Probably using the same trick used for the upsample, the other way around, so scaling down the image by moving the information to more channels. (Since this aux task is used only for teaching the upsample to work properly, I don't think the LR images losing any information just rearranging it to these "super-pixels") But I haven't looked at the code yet, so my guess is as good as any. :)
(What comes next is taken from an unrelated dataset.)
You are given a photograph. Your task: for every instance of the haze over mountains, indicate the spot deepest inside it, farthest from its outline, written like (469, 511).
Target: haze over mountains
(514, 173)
@timoteosozcelik 4 жыл бұрын

@@chuby35 It makes sense, thanks. But applying directly what you said made me questioning the necessity (meaning) of Stage 3 for such cases. I checked the code, but couldn’t see anything about that.

@lucasferos 4 жыл бұрын

Thank you

@etiennetiennetienne 4 жыл бұрын

cool bag of tricks! instead of this hardcoded mask, could it be just a initialization problem? if the probability to predict a positional-encoding vector aggreeing with far-away vector is low at beginning of training?

@pastrop2003 3 жыл бұрын

For the generator network do I understand correctly that when you are using an example of a 4-pixel image that starts the generation and then say that every pixel is a token going into a transformer, you imply that each of this token has an embedding with the dimensionality equal to a number of channels? I.E. if one starts with a 2x2 image with 64 channels, every pixel (token) has 64-dimensional embedding going into the transformer?
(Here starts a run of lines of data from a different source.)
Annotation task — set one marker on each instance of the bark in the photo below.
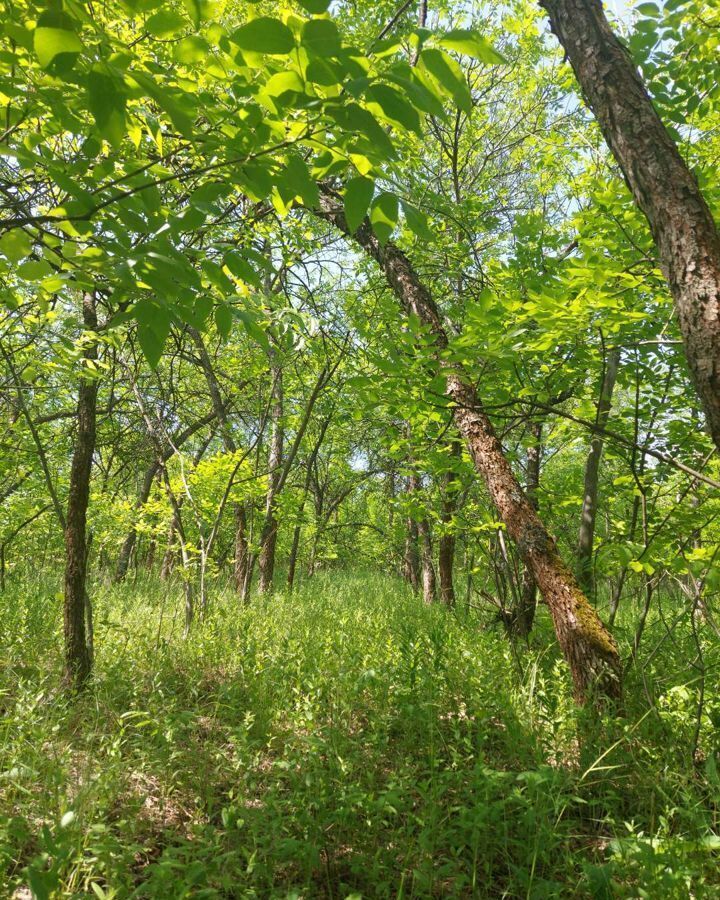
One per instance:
(588, 647)
(663, 187)
(426, 564)
(241, 566)
(78, 659)
(242, 550)
(446, 543)
(268, 537)
(280, 469)
(528, 589)
(151, 472)
(292, 566)
(588, 515)
(411, 556)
@simonstrandgaard5503 4 жыл бұрын

Impressive

@SequoiaAlexander 3 жыл бұрын

Thanks for the video about this paper. Just what I was looking for. I will kindly suggest that the comment about the bathrooms would likely make some trans people uncomfortable. It is an unfortunate name for this research. Maybe best to leave it at that. Cheers and thanks for your work.

@nasenach 3 жыл бұрын

Actually FID score is also kinda wrong, since the D stands for distance here... Ok, nerd out.

@SHauri-jb4ch 3 жыл бұрын

Ich mag deine Videos, aber wenn du das Wort "Trans" liest und deine erste Assoziation ist, dass das etwas mit WCs zu tun hat, solltest du mal über deine Vorurteile nachdenken. Wenn du so viele Leute erreichst, sollte dir klar sein, dass du ein diverses Publikum haben 'könntest'. Leider sind wir da im Bereich ML noch nicht so weit und solche Mikroaggressionen tragen meiner Meinung nach dazu bei, dass es so bleiben wird.

@sudo42b 4 жыл бұрын

Wow

@phoenixwithinme 4 жыл бұрын

Yannic gets them, the ml papers, like in the targeted distance. 😂

@ihoholko9522 4 жыл бұрын

Hi, what program are you using for papers readig?

@alpers.2123 4 жыл бұрын

OneNote

@ihoholko9522 4 жыл бұрын

@@alpers.2123 Thanks

@paiwanhan 3 жыл бұрын

Gan actually means the act of copulation in Mandarin. So TransGAN is even more unfortunate.

@pratik245 3 жыл бұрын

Ai papers are like news articles now.. So many and so similar

@bluestar2253 3 жыл бұрын

Convnets are dead, long live transformers! -- reminded me of the late 80s "AI is dead, long live neural nets!" Karma is a bitch.

@siquod 4 жыл бұрын

But what will transGANs do to the ganetics of organic crops if their pollen gets into the wild?

@G12GilbertProduction 3 жыл бұрын

Discriminator sounds like more cancelingly. ×D

@JFIndustries 3 жыл бұрын

The joke about the name was really unnecessary

@xanderx8289 4 жыл бұрын

TransGen

@tarmiziizzuddin337 4 жыл бұрын

"Convolutions are for losers".. 😅

@panhuitong 4 жыл бұрын

"convolution is for the loser"..... feeling sad about that

@circuitguy9750 3 жыл бұрын

For the sake of your colleagues and students, I hope you realize how your "trans bathroom" joke is harmful, disrespectful, and unprofessional.

@ioannispanop 2 жыл бұрын

Very nice transphobic joke! #unsub

@FreakFolkerify 4 жыл бұрын

Can it turn my male dog into Female?